By Maria Russo
If you’ve traveled to the holy temples of the Far East and other parts of Asia, you understand the peace and almost transcendental experiences that can occur. My own experiences in India, Sri Lanka, Bali and Thailand were indeed spiritual, serene and freeing. It is the sense of peace, the intricately woven flower offerings presented with devotion and the scented clouds of smoke rising from incense sticks and other resins that I remember most.
Each time I return home, I long for the serenity I so easily found at these holy sites — freed from anxiety and the burdens of modern society and open to reflecting inward. I began burning incense sticks while working at home as a pleasant reminder of my travels. Slowly I began to notice a positive shift in my mood and a powerful change in the way I was able to move on from upsets to productive tasks while the incense burned in close proximity to my computer.

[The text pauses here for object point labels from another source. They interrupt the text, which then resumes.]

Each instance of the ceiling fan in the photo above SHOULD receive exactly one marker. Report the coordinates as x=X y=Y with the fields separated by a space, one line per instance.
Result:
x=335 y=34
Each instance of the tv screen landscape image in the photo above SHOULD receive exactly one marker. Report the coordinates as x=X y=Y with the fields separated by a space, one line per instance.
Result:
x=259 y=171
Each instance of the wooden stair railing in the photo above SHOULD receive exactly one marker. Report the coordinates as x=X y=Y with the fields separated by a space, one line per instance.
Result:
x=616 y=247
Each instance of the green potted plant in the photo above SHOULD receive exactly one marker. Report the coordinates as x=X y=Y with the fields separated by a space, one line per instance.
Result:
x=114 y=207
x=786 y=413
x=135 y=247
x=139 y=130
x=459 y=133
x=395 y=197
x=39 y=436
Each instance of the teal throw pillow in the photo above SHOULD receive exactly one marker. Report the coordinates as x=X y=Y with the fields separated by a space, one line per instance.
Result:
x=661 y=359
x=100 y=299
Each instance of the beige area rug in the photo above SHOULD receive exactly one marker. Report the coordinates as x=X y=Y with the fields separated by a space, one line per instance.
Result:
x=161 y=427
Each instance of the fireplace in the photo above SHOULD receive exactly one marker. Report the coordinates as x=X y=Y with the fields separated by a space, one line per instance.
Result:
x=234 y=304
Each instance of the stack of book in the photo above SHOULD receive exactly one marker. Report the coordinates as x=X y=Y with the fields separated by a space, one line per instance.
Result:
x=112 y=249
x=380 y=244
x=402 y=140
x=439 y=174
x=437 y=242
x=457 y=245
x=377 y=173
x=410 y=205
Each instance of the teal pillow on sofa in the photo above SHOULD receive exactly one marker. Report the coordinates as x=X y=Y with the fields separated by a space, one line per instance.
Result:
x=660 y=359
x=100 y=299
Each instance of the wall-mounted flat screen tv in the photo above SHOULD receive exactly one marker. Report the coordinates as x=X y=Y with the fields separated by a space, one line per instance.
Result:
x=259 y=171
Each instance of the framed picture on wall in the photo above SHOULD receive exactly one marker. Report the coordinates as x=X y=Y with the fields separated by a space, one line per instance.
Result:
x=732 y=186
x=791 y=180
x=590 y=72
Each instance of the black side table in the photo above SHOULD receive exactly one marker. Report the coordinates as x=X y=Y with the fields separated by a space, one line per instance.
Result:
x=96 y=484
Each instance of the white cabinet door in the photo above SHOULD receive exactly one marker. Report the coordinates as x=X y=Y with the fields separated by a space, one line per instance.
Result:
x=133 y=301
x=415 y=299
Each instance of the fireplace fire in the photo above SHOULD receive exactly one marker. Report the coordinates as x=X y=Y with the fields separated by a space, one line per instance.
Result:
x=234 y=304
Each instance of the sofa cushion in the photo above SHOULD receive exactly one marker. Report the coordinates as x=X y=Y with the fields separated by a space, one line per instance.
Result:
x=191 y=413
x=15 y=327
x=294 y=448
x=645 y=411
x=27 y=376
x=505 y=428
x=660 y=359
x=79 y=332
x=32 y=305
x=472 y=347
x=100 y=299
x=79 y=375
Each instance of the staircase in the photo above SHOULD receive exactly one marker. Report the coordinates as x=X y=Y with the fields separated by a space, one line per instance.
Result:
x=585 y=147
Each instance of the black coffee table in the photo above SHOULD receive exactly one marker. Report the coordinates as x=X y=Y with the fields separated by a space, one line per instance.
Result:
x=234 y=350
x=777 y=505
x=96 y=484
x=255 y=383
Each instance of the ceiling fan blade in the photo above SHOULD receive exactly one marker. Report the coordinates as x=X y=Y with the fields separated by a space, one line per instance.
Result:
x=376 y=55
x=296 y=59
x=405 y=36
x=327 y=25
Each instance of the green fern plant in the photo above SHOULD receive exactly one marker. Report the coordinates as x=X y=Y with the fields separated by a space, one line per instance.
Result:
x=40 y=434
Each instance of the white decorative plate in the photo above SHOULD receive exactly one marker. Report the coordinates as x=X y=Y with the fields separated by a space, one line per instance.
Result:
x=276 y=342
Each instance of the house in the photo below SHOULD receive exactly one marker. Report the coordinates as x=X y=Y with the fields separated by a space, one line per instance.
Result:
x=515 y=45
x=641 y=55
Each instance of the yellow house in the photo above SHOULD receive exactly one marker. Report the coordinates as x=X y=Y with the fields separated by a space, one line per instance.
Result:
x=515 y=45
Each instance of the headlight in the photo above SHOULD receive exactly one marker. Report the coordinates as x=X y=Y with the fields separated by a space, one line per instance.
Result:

Burning aromatics has been a practice favored by humans since the Stone Age. Our sense of smell is the most primitive of all senses, so it’s no wonder why plants bearing pleasant scents have been a treasured natural gift from the earth. In India, the country most associated with the practice of burning incense, people used jasmine, rose, sandalwood, champa, cedar and musk in sacred ceremonies since approximately 5000 B.C. Flowers in particular have deep spiritual connotations in Hindu philosophy, which is why incense is an intricate part of holy festivals and in places of worship.
Buddhists also use incense specifically during meditation to increase self-awareness, although this practice wasn’t incorporated until modern times. In Tibetan Buddhism, the use of incense is used for medicinal purposes along with traditional ritualism.
Recently, modern medicine has recognized incense as a treatment for anxiety. The Federation of American Societies for Experimental Biology (FASEB) Journal released a study by an international team of scientists, including researchers from Johns Hopkins University and the Hebrew University in Jerusalem, which found that burning frankincense activates specific ion channels in the brain resulting in an elevated mood and a decreased level of anxiety.
According to an article published by Scientific America, “Raphael Mechoulam of the Hebrew University of Jerusalem and his colleagues injected mice with incensole acetate, a component of the resin of the Boswelliaplant. This resin, better known as frankincense, is an ingredient in Middle Eastern incense. The chemical reduced anxiety and depressive symptoms in the mice. In the anxiety test, for example, injected animals were less fearful of open spaces as compared with mice that were given a placebo.”
“Incensole acetate is a mild drug: the chemical proved to be 10 times less potent than Valium in its reduction of anxiety, Mechoulam says. During religious ceremonies, the people inhaling the most smoke—the officiants burning the incense—are probably the only ones who feel its effects, he adds. Incensole acetate may lead to new treatments for anxiety and depression if more potent forms can be synthesized and if it successfully lifts moods in human trials.”
As with many ancient practices, there is an underlying use for the direct benefit of well-being. I have no doubt that the spiritual encounters I experienced throughout my travels in Asia were in fact influenced by the incense I was inhaling. It did aid in a heightened level of self-awareness and it did create a sense of peace within my body, perhaps opening my mind and heart to the beauty and love surrounding me.